Once you know where the frontier runs in your feature set, you have two structural choices: design around the capability cliffs, or design verification into the cliff-crossing points.

Designing around means routing. Tasks that fall outside the frontier reliably should not be handed to the AI alone. The centaur pattern — a human-AI collaboration model where the human and AI each own the tasks they're better at, with a clear handoff boundary — outperforms both full automation and no automation in the research. This requires knowing the boundary, marking it explicitly in your product design, and making it easy for the human to pick up at that point without having to reconstruct context.

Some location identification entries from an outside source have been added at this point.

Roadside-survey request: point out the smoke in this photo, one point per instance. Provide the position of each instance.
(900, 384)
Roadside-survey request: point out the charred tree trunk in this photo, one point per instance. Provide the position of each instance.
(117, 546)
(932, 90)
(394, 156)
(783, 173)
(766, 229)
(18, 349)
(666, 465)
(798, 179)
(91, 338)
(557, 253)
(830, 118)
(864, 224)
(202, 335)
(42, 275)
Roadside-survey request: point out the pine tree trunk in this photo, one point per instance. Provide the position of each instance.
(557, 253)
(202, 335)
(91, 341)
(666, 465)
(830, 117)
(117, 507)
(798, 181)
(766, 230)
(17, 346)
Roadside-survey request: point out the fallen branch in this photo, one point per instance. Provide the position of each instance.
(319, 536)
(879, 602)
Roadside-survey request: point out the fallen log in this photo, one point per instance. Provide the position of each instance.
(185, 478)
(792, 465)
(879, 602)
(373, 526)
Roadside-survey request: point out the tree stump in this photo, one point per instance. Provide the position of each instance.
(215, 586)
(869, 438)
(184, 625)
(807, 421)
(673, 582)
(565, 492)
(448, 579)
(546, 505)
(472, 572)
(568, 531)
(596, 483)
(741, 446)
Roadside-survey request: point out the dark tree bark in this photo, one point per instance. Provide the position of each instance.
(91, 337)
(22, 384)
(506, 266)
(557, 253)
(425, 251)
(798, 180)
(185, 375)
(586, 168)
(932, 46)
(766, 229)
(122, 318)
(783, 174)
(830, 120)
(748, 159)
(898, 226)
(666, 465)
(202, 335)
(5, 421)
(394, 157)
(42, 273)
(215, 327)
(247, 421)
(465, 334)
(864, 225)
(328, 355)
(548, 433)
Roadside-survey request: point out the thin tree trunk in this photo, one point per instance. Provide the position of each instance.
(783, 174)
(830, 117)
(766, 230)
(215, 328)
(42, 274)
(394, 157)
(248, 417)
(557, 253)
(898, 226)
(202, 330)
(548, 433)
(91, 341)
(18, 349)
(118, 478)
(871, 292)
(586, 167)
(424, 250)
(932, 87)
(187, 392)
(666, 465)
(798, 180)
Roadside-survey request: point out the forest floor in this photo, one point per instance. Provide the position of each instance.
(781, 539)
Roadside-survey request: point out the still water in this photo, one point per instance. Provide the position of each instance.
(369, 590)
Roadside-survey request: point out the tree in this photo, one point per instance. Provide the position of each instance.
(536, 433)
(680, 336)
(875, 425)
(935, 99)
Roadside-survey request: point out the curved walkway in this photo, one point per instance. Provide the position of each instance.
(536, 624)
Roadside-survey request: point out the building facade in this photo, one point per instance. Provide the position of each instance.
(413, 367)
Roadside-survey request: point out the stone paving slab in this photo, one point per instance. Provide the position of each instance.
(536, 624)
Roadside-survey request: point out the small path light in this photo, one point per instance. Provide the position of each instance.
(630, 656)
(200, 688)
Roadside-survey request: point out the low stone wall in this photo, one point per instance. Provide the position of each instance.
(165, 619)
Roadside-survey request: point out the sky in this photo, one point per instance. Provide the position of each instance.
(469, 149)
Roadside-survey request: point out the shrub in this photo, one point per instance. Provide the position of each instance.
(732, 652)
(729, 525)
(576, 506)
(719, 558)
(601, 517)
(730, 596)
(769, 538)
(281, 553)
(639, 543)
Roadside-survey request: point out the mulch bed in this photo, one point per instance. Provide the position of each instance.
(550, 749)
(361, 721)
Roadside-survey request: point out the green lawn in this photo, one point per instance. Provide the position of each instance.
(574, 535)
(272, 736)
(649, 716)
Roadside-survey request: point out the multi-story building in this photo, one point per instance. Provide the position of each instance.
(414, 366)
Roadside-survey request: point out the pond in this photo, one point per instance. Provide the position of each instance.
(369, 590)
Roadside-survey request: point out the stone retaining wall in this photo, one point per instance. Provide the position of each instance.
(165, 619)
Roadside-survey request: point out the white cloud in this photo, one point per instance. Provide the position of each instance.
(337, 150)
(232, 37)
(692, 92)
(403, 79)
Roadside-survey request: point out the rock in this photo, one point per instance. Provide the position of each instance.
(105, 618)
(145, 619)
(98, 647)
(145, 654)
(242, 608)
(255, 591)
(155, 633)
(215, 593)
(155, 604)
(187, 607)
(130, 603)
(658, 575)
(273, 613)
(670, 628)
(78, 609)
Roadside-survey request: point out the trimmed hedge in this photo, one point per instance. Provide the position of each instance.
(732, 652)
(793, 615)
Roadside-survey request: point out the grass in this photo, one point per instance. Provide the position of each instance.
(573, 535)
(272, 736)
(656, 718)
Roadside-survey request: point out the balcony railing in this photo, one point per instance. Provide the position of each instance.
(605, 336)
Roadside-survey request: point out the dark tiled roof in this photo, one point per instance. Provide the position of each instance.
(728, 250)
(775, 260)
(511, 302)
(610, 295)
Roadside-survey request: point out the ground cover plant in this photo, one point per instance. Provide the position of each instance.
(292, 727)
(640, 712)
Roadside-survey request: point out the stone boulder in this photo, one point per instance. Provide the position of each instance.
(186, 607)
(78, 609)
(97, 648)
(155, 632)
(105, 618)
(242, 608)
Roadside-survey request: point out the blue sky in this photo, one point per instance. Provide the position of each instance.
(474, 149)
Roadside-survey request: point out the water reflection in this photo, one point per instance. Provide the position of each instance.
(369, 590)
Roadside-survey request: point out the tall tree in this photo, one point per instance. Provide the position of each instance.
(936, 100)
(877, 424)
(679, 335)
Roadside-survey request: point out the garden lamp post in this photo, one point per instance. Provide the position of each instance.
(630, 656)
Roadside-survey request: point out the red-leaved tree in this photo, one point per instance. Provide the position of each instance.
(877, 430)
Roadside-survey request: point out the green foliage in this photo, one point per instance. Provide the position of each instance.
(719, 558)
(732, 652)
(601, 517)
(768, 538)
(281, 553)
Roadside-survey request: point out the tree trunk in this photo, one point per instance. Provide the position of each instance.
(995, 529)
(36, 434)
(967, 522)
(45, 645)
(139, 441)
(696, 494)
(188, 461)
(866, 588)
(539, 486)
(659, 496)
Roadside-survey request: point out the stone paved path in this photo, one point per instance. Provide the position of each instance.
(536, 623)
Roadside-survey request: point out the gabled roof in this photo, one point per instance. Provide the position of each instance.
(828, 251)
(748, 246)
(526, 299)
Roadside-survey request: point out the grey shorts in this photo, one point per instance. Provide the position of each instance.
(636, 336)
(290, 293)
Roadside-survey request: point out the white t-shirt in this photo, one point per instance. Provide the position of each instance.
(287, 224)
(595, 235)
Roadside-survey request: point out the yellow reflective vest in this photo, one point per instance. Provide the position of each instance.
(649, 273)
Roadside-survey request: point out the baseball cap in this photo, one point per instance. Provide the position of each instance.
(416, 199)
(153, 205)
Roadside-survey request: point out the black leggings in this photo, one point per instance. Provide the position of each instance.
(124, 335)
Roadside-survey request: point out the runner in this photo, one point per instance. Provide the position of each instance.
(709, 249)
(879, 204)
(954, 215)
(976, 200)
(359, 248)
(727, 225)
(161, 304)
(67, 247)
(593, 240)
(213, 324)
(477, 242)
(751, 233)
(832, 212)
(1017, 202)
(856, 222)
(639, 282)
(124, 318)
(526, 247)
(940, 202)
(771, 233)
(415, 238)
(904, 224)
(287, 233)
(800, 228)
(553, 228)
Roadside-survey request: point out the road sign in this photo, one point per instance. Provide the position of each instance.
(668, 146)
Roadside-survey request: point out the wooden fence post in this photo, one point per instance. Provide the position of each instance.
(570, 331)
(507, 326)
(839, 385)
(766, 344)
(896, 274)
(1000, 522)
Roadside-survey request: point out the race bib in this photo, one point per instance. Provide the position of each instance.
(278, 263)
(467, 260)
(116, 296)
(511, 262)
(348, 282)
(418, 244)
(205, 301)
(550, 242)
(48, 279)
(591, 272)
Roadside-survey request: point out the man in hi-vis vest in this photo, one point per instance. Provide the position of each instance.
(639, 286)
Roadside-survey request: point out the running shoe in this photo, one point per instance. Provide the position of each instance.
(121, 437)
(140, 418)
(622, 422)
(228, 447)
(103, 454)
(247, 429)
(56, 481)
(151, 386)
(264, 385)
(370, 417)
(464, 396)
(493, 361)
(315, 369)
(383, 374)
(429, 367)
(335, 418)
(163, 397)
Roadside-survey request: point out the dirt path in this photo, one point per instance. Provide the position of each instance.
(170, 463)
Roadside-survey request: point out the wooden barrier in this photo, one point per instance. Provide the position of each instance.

Designing verification in means friction. At cliff-crossing points — tasks where the model is capable most of the time but fails silently when it doesn't — the product needs to surface the output for human review rather than presenting it as final. The key design principle is reducing the cognitive load of verification: the human should be able to spot errors quickly, not validate from scratch. Diff views, confidence indicators, citations back to source material, and forced acknowledgment flows all serve this function. The goal is not to make humans verify everything. It's to make verification fast and reliable at the specific points where the frontier is ragged.

Don't hide the frontier from users. There's a strong product management instinct to minimize the visible limitations of AI features. This instinct produces over-reliance. Users who understand that the system is excellent at synthesis but unreliable at extracting exact figures will use it appropriately. Users who believe the system is uniformly capable will not catch the figure extraction errors until the downstream consequences appear. Transparency about the frontier isn't a weakness in your product narrative. It's the mechanism that keeps your users' trust calibrated to reality.

The Frontier Is Narrowing, But It Isn't Going Away

Ethan Mollick, who helped coin the jagged frontier concept, has observed that the frontier is narrowing — tasks that clearly illustrated AI's gaps twelve months ago have largely been resolved. o3 and Gemini 2.5 handle tasks that would have required careful human judgment when the original frontier research was published.

This creates a natural temptation to treat the jagged frontier as a temporary problem. It isn't. The frontier is structural. As models become capable enough to handle the tasks that currently define the frontier's rough edges, new capabilities develop and new rough edges appear. The specific shape changes; the jaggedness persists.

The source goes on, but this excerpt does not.